Kapasitas Memori dan Bandwidth
Salah satu perbedaan mencolok dalam pertarungan MI450 dan H200 terletak pada sistem penyimpanan on-board. GPU AMD Instinct MI450 dilengkapi dengan memori ultra cepat hingga 128GB. Sementara GPU Nvidia H200 masih menggunakan bandwidth hingga 4,8 TB/s. Secara teori, arsitektur CDNA 4 dengan HBM3E memberikan efisiensi akses data luar biasa untuk LLMs. Dengan keunggulan ini, duel GPU AI di aspek memori tampaknya dimenangkan oleh MI450.
Konsumsi Daya dan Stabilitas
Dalam hal efisiensi energi, duel dua GPU AI ini menunjukkan strategi unik. MI450 diklaim memiliki penggunaan energi yang lebih stabil. AMD menggunakan teknologi pendingin adaptif untuk meningkatkan efisiensi. Sedangkan GPU Nvidia tetap unggul dengan pengaturan termal otomatis. Namun, pada skala besar, perbandingan efisiensi AMD dan Nvidia memperlihatkan bahwa performa konsisten di bawah beban tinggi, menjadikannya solusi terbaik bagi efisiensi AI training.
Konektivitas dan Skalabilitas
AMD Instinct MI450 dan Nvidia H200 juga berbeda dalam cara mereka berkomunikasi antar GPU. AMD memperkenalkan teknologi interkoneksi super cepat, yang memungkinkan peningkatan efisiensi sistem HPC. Sebaliknya, GPU Nvidia H200 masih mengandalkan bus data eksklusif Nvidia dengan kecepatan sekitar 900 GB/s. Hal ini menjadikan dua platform AI ini menarik karena MI450 lebih terbuka dan fleksibel. Bagi pengembang yang ingin mendukung open framework seperti ROCm, produk AI AMD menjadi pilihan lebih terbuka dan ekonomis.
Pertarungan di Ranah Pengembang AI
Perbandingan AMD dan Nvidia tidak lengkap tanpa membahas software ekosistem. Hopper H200 jelas unggul dengan toolchain komprehensif untuk AI dan LLM. Namun, AMD mulai mengejar lewat framework open-source untuk komputasi AI. Kini, AMD Instinct MI450 telah kompatibel dengan berbagai platform AI open-source. Dalam konteks AMD vs. Nvidia, Nvidia masih unggul di ekosistem tertutup.
Mana yang Lebih Worth It untuk LLMs?
Untuk urusan harga, MI450 vs. Hopper menunjukkan perbedaan signifikan. GPU AMD biasanya lebih ekonomis untuk skala data center. Sementara GPU Nvidia lebih mahal karena dominasi pasar.

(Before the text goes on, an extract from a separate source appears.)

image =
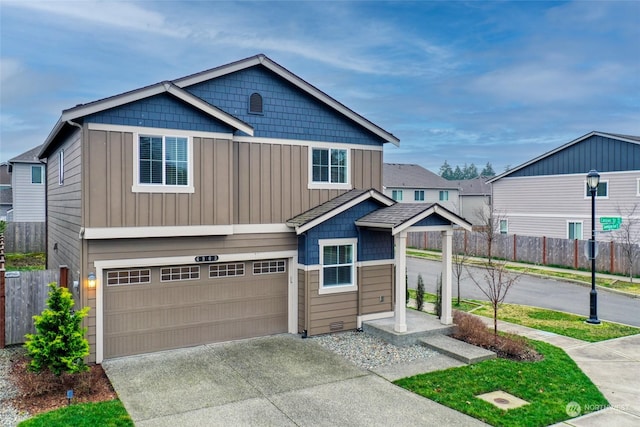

Bagi perusahaan yang memerlukan efisiensi biaya, akselerator AI CDNA 4 bisa menjadi pilihan rasional.
Kesimpulan
Duel AMD dan Nvidia menunjukkan bahwa dunia akselerator komputasi kini semakin kompetitif. produk Nvidia masih memimpin di sisi software dan optimasi, sementara akselerator AI CDNA 4 mulai menunjukkan keunggulan di efisiensi, memori, dan fleksibilitas open-source. Bagi perusahaan atau peneliti yang mencari efisiensi performa dan biaya, pilihan antara MI450 vs. Hopper bergantung pada prioritas performa dan skalabilitas. Yang jelas, kehadiran GPU AI AMD menjadi tanda bahwa dominasi Nvidia kini mulai mendapat penantang serius—dan ini adalah kabar baik bagi masa depan industri AI yang lebih terbuka dan kompetitif.